Here are the options I originally gave, and beneath each option is the (rounded) percentage of people who chose that option, out of those who chose anything (note: this is not a scientific test)

1: Use unrestricted torture devices and methods
[32%]

2: Use torture devices and methods, but limited in a certain way
[7%]

3: Use only methods authorized by the Human Rights Convention and other applicable humanitarian international and domestic law
[21%]

4: Only interrogate verbally (including any sort of psychological methods)
[18%]

5: Only interrogate verbally (without resorting to psychological manipulation)
[7%]

6: Something else
[14%]

Recently, top torture experts declared that torture is ineffective. Not only that, but it violates international law and human rights laws and doctrines.

Although the situation in Guantanamo, for instance, wasn’t a “24″-esque time bomb scenario, if a person in a superior position did find him or herself in such a situation, considering what’s at stake, would you accept torture as a necessary evil, perhaps as a last resort? And would you forgive those who authorized it and carried it out?

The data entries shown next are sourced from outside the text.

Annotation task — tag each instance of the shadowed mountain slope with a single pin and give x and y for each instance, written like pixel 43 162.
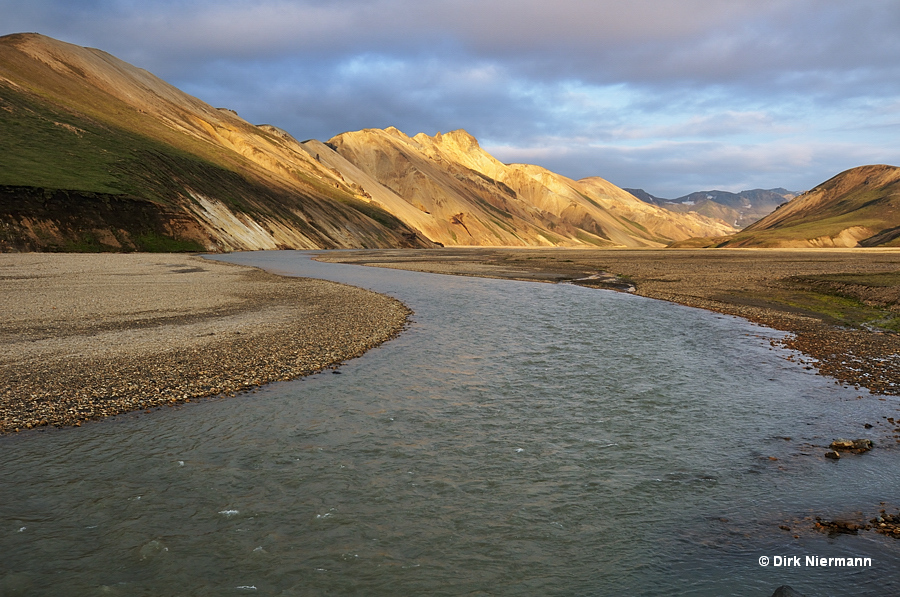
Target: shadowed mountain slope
pixel 860 206
pixel 96 154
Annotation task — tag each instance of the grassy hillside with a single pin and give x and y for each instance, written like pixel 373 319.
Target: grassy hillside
pixel 81 121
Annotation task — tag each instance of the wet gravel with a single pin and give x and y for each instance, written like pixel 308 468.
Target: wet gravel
pixel 740 282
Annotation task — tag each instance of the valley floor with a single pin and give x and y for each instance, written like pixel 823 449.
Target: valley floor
pixel 841 306
pixel 86 336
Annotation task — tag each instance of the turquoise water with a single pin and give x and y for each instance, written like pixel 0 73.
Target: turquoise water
pixel 518 439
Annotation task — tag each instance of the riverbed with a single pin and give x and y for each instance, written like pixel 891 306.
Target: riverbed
pixel 517 439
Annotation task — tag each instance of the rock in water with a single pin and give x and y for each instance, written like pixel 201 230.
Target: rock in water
pixel 786 591
pixel 152 550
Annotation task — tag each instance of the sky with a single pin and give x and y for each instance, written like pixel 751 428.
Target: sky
pixel 672 96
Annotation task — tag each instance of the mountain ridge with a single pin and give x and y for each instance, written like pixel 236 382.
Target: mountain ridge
pixel 741 209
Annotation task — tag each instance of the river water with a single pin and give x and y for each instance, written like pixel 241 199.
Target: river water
pixel 517 439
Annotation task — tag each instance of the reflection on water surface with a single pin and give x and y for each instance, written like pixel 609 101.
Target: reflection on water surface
pixel 518 439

This really isn’t a question about Guantanamo’s conditions, about the lengthy and humiliating torture that those men endured that effectively accomplished nothing except maybe a get-out-of-jail-free card for the most brutally tortured of them (if not all). It’s more about the scenario that those opposing torture often refer to as being incredibly unlikely. But let’s say it did happen, and let’s say you were living in Manhattan at the time. Would you give the thumbs-up?

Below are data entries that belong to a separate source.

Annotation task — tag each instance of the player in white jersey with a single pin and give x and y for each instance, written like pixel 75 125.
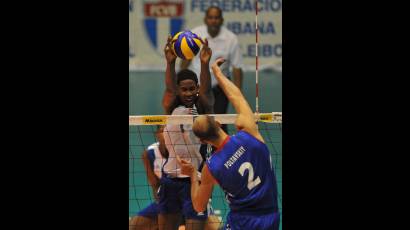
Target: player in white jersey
pixel 147 219
pixel 183 96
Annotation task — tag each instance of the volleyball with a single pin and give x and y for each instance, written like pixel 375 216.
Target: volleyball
pixel 186 44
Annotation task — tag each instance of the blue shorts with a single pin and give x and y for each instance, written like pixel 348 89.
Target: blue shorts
pixel 175 196
pixel 151 211
pixel 236 221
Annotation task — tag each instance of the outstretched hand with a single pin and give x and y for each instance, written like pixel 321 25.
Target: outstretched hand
pixel 169 54
pixel 218 62
pixel 206 52
pixel 186 167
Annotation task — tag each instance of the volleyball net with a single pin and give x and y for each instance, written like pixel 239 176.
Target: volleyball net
pixel 142 133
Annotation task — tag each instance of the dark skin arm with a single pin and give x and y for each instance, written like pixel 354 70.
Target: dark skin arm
pixel 152 178
pixel 206 96
pixel 169 96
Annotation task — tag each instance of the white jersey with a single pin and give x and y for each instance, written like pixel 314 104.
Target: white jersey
pixel 156 159
pixel 225 45
pixel 180 140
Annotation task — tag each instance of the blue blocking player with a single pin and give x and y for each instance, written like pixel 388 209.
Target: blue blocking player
pixel 241 166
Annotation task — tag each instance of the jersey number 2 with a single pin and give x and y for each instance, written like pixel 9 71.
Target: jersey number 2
pixel 251 183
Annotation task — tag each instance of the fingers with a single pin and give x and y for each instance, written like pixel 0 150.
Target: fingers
pixel 169 39
pixel 168 44
pixel 179 160
pixel 182 161
pixel 219 61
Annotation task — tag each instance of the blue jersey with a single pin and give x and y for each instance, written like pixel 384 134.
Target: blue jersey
pixel 242 167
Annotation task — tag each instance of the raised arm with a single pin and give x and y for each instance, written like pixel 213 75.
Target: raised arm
pixel 246 119
pixel 169 96
pixel 205 91
pixel 185 64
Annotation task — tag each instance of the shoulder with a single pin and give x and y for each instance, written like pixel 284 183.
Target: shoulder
pixel 180 110
pixel 153 146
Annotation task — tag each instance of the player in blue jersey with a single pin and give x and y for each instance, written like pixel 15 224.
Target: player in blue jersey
pixel 241 166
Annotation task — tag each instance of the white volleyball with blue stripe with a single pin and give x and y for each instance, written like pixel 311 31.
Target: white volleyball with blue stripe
pixel 186 44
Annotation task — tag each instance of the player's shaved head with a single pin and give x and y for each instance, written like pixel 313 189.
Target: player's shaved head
pixel 206 128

If not, what are your justifications for opposing it in certain scenarios? If it’s because it’s unreliable or ineffective (according to experts), are those experts basing their opinions on facts derived from only non-situational torture sessions, (i.e., no imminent threat)? And how often did that happen in order to give the experts enough data to make a fully informed opinion about torture in general?

So, in this time bomb test, torture or no?